Time passes & another developer is given a task to add a hover state for both the default & primary buttons. Now the other developer does not want to make changes in the already code implemented, fearing they might end up breaking something.

So they write a separate if statement:

const MyButton = ({ theme, rounded, hover, content }) => {
  let className = '';                
  if (theme === 'default') {
    className = rounded ? 'default-btn rounded' : 'default-btn';
  } else if (theme === 'primary') {
    className = rounded ? 'primary-btn rounded' : 'primary-btn';
  }
  
  if (hover) {
    className = className + ' hover';
  }
                   
  return (
    <button className={className}>{content}</button>
  );
}
MyButton.3.jsx

So far so good …

This is where it gets interesting

Moving on, a final requirement comes in months later to add an animation when the user hovers over a button which has a primary theme & is of rounded type.

Now based on this requirement, the entire API structure changes the <MyButton/> component.
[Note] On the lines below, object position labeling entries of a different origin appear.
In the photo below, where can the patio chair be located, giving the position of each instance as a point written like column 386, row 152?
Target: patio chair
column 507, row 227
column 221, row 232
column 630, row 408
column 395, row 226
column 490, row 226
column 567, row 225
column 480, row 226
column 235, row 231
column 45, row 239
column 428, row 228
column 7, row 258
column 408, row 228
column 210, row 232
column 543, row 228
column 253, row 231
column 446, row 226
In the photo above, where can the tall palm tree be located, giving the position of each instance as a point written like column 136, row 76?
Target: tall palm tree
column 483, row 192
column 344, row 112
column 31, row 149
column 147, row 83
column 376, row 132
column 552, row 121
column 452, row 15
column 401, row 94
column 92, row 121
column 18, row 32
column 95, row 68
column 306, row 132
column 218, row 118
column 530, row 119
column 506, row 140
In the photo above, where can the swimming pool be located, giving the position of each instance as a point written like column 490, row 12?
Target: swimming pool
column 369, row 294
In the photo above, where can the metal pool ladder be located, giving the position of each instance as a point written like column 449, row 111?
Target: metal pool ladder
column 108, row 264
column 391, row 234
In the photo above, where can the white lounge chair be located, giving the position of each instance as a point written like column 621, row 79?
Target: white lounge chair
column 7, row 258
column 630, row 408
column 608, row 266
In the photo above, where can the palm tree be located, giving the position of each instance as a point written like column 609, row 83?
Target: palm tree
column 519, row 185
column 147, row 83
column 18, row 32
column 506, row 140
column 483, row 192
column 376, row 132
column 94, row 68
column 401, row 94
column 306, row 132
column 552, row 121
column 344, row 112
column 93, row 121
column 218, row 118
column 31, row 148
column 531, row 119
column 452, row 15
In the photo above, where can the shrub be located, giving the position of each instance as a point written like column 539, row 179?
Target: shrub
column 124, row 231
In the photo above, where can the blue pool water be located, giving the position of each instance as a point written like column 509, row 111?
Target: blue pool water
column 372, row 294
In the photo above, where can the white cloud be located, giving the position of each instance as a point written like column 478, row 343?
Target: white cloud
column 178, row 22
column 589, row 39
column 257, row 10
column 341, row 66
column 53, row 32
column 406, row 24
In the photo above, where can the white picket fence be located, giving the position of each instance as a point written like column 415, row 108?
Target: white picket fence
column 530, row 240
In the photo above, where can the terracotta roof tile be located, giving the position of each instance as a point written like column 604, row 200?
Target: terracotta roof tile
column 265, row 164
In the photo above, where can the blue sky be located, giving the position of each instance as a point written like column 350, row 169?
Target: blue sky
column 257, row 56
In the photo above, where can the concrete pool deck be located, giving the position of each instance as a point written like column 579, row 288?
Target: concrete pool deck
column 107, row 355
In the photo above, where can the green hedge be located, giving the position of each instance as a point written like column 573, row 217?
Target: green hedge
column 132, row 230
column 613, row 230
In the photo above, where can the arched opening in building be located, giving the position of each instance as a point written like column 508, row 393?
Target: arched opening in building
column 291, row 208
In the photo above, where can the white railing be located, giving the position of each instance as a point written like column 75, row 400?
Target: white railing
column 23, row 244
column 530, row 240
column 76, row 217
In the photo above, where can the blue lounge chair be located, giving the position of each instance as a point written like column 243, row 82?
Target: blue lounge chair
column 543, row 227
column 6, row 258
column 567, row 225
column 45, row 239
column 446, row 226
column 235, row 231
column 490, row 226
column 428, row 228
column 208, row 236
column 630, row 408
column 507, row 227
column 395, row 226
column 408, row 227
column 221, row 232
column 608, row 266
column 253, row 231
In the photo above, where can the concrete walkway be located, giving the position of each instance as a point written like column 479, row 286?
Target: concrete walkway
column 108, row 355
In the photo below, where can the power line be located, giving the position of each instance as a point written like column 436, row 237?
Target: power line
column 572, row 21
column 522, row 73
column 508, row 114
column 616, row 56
The developer working on the code ends up with logic like this:

const MyButton = ({ theme, rounded, hover, animation, content }) => {
  let className = '';                
  if (theme === 'default') {
    className = rounded ? 'default-btn rounded' : 'default-btn';
    if (hover) {
      className = className + ' hover';
    }
  } else if (theme === 'primary') {
    if (rounded) {
      if (hover) {
        if (animation) {
           className = 'primary-btn rounded hover my-custom-animation';
        } else {
          className = 'primary-btn rounded hover';
        }
      } else {
        className = 'primary-btn rounded';
      }
    } else {
      if (hover) {
        className = 'primary-btn hover';
      } else {
        className = 'primary-btn';
      }
    }
  }

  return (
    <button className={className}>{content}</button>
  );
}
MyButton.4.jsx

That got out of hand way too quickly …. didn’t it?
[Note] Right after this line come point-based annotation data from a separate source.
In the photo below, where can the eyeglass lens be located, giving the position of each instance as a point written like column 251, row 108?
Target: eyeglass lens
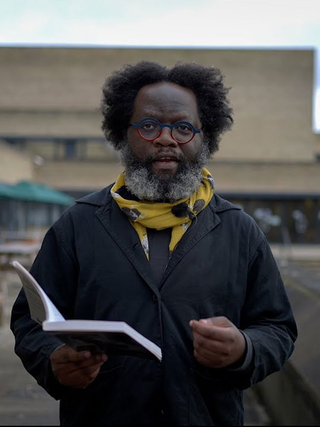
column 150, row 130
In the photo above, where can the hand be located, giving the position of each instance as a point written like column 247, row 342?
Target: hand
column 217, row 342
column 75, row 369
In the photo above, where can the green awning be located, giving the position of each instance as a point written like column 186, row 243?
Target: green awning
column 33, row 192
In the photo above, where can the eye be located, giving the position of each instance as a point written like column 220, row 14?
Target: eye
column 149, row 125
column 184, row 128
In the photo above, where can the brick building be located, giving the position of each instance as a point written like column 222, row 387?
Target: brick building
column 269, row 163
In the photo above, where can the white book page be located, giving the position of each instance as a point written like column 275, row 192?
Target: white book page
column 102, row 326
column 40, row 305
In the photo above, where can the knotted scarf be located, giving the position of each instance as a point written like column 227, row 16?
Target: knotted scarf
column 177, row 215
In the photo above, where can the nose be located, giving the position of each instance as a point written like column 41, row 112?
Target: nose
column 165, row 139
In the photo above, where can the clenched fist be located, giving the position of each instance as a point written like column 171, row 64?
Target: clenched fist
column 217, row 342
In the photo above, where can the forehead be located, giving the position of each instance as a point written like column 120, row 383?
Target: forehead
column 166, row 99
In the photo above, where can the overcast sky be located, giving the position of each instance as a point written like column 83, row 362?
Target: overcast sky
column 184, row 23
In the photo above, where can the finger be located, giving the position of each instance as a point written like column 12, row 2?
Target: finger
column 78, row 378
column 214, row 361
column 94, row 361
column 208, row 330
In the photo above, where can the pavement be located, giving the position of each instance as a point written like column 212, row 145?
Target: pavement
column 24, row 403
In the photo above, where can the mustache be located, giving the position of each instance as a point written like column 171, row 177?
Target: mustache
column 165, row 151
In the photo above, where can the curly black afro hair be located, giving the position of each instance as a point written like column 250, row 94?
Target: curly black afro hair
column 122, row 87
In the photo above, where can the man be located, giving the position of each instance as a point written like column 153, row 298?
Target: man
column 160, row 251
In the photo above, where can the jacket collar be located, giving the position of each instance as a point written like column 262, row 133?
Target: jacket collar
column 103, row 197
column 123, row 234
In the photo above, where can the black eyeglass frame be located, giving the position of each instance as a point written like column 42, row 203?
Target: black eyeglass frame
column 161, row 125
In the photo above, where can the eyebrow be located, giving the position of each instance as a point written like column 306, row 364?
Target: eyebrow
column 177, row 117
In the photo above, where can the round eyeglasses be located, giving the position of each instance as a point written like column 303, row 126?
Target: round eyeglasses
column 150, row 129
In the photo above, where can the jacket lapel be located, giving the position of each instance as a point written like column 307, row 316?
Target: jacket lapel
column 124, row 235
column 206, row 221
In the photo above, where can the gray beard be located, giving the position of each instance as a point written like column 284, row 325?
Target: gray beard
column 142, row 182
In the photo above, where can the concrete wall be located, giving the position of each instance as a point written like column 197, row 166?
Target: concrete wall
column 57, row 91
column 14, row 165
column 292, row 396
column 232, row 177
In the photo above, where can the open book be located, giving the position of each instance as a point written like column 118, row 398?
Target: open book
column 98, row 336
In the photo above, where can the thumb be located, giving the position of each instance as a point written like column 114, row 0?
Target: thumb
column 220, row 321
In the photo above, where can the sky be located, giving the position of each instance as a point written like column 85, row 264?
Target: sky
column 166, row 23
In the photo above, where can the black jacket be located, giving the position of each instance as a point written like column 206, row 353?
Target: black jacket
column 92, row 266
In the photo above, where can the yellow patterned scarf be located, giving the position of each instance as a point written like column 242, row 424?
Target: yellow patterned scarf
column 177, row 216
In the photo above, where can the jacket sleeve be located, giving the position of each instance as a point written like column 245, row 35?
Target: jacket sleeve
column 56, row 271
column 267, row 315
and you think to yourself, there was nothing you could have done :(

In order to make this code simpler, we need to understand all the possible states that this code has. I have made a possibility chart of all the possible combinations at a certain time for the button.
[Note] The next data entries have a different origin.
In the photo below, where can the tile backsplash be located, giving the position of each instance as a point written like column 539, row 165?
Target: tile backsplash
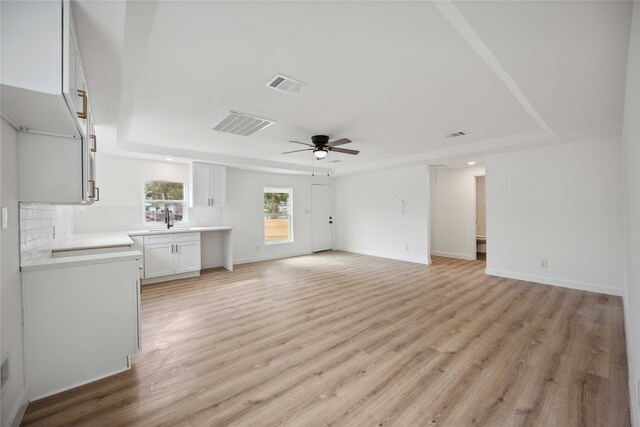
column 96, row 218
column 42, row 225
column 36, row 231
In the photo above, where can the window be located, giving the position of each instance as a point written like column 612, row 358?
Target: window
column 162, row 197
column 278, row 220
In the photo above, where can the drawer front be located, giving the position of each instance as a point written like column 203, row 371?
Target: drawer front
column 160, row 238
column 187, row 237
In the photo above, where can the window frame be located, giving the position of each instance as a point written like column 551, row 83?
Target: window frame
column 185, row 203
column 289, row 191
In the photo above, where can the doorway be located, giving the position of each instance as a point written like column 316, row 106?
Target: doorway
column 481, row 219
column 321, row 217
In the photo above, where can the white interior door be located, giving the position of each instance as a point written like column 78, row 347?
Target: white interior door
column 321, row 217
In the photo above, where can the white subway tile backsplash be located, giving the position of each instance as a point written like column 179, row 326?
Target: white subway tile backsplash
column 37, row 223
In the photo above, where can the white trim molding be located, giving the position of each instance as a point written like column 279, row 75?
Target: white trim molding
column 415, row 260
column 555, row 282
column 454, row 255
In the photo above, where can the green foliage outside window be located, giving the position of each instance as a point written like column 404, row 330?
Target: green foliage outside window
column 276, row 204
column 163, row 190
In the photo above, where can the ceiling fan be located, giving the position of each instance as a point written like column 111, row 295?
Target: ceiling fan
column 321, row 146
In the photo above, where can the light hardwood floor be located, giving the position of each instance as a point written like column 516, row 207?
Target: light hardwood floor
column 343, row 339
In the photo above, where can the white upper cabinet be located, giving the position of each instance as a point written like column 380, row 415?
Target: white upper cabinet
column 208, row 185
column 43, row 81
column 44, row 93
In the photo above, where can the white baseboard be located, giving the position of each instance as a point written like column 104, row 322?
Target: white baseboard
column 15, row 417
column 454, row 255
column 268, row 257
column 424, row 261
column 555, row 282
column 170, row 277
column 81, row 383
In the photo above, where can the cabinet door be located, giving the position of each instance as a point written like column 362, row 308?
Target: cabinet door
column 158, row 260
column 187, row 257
column 138, row 245
column 218, row 185
column 199, row 185
column 69, row 58
column 50, row 169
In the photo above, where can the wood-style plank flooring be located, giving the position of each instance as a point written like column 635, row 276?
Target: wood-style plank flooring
column 350, row 340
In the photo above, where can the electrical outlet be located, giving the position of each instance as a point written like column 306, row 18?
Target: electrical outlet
column 5, row 217
column 4, row 371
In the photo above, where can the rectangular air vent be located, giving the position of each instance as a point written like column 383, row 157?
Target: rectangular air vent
column 456, row 134
column 242, row 124
column 285, row 84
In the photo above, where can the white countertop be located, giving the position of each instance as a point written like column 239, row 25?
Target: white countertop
column 154, row 231
column 73, row 261
column 93, row 240
column 82, row 241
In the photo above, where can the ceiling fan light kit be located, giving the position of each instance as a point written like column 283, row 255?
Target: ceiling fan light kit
column 321, row 146
column 320, row 153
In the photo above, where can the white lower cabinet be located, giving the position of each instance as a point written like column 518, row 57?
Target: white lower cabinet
column 169, row 254
column 187, row 257
column 81, row 322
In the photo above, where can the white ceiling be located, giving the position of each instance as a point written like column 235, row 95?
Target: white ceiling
column 394, row 77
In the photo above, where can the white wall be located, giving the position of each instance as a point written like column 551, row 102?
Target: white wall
column 558, row 203
column 631, row 156
column 120, row 180
column 369, row 217
column 13, row 390
column 245, row 211
column 453, row 207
All the possible combinations of values that <MyButton /> component can have at a time

If this seems a bit complicated, you can try looking at this next chart for your understanding.

This is the same as the previous one, the FALSE values are omitted here for simplicity sake

The key thing when writing code is understanding the data flow of your code. Once you have a complete understanding of it, everything becomes simpler.

Solution

Based on the above given criteria, I can write my code like this to simplify it.

const MyButton = ({ theme, rounded, hover, animation, content }) => {
  const isThemeDefault = theme === 'default'
  const isThemePrimary = theme === 'primary';
  const isRounded = rounded === true;
  const isHover = hover === true;
  const isAnimated = animation === true;
  
  const isPrimaryAnimated = isThemePrimary && isAnimated;
  
  let className = isThemePrimary ? 'primary-btn' : 'default-btn';

  if (isRounded) {
    className = `${className} rounded`;
  }
  if (isHover) {
    className = `${className} hover`;
  }
  if (isPrimaryAnimated) {
    className = `${className} animated`;
  }
 
  return (
    <button className={className}>{content}</button>
  );
}
MyButton.5.jsx (As a bonus feature, it also ends up handling an edge case where, if the wrong theme is passed to MyButton, it ends up ignoring it & assigning it the value of default.

This code is now way more readable. Any developer who works on this code can easily extend its functionality & get on with their life, knowing that they have done a wonderful job with the code.

You can try playing with the code if you want, to see if it matches all the use cases.

codesandbox demo https://codesandbox.io/s/0pl6xvqrnw

With the automata (finite state machines)-like coding approach:

  • Code is more readable now
  • Code is more maintainable

Feel free to share your thoughts. Thank you for reading.